The learner connects to the (python-based) mapper on localhost:8000. Make sure the mapper is running before running the learner. More on the mapper below. The input alphabet is defined in Mapper.java (generateInputAlphabet). All symbols are enabled by default, but some need to be commented out for partial learning (for example, just one layer of SSH). WordProcessor.java defines the link to the trace&response log and the non-determinism check.

Mapper

The mapper part is more complex. The reason for this is that is was built on top of an existing SSH implementation (Paramiko). This did ultimately involve a lost of nasty hacks to make things work.

The core of the mapper is defined in mapper/mapper.py.
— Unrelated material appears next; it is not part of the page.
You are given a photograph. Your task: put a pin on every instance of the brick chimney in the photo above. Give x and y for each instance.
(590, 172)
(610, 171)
This is also the command you have to run to fire up the mapper (user@desktop:mapper$ python mapper.py). You might run in some missing packages (depending on your configuration), which are easily resolved using Google.

Please read to mapper.py file to get a grip of the global interaction process with the learner. For debugging purposes, it's also possible to simply connect to the mapper using telnet (telnet localhost 8000 for a connection, and then a sequence like "reset KEXINIT KEX30 NEWKEYS").

The mapper/messages.py file provides a mapping to actual functions being executed as soon as a query has been received. It also provides the mapping back to textual representations.

The hacked version of paramiko can be found in manualparamiko directory. This file has been edited at countless places (use diff against the normal transport.py file in paramiko directory to find all changes). Essentially, the state machine has been removed, and the functions as noted in messages.py are executed on message arrival (for example, fuzz_disconnect on a SSH_MSG_DISCONNECT). At the end of each fuzz_ function, the read_multiple_responses is used to query and correctly handle responses. The read_response() function (used by read_multiple_responses) defines a handlers dictionary. This defines the state-changing responses and their effects.

Timing variances were a nuisance. Timing is controlled at various places:

  • The time.sleep() in mapper/mapper.py (controls set timeout between runs)
  • read_multiple_responses() in manualparamiko/transport.py (has both a timeout between responses and total timeout -in case of multiple responses- argument).
  • Timeout based on the type of message can be set in the individual read_multiple_responses-calls.

Trimming script (mypydot)

The python pydot package was altered to merge edges between the same nodes. Feed it a .dot file and let it do its magic. It needs some python packages to work with. A Google search will quickly determine which packages are missing.

Useful links

  • the SPIN 2017 publication which used what would become SSH-Fuzzer to analyze SSH server implementations;
  • Robert Lasu's Bachelor's thesis. As part of this work, Robert extended SSH-Fuzzer to support SSH clients and subsequently used it to analyze implementations of Dropbear and OpenSSH. The SSH-Fuzzer version used in this work is available as a release;
  • SMBugFinder, a tool which can automatically analyze for bugs the models that SSH-Fuzzer produces. Also relevant are the two publications, at ISSTA '24 and NDSS '23, describing SMBugFinder and, respectively, the technique behind it.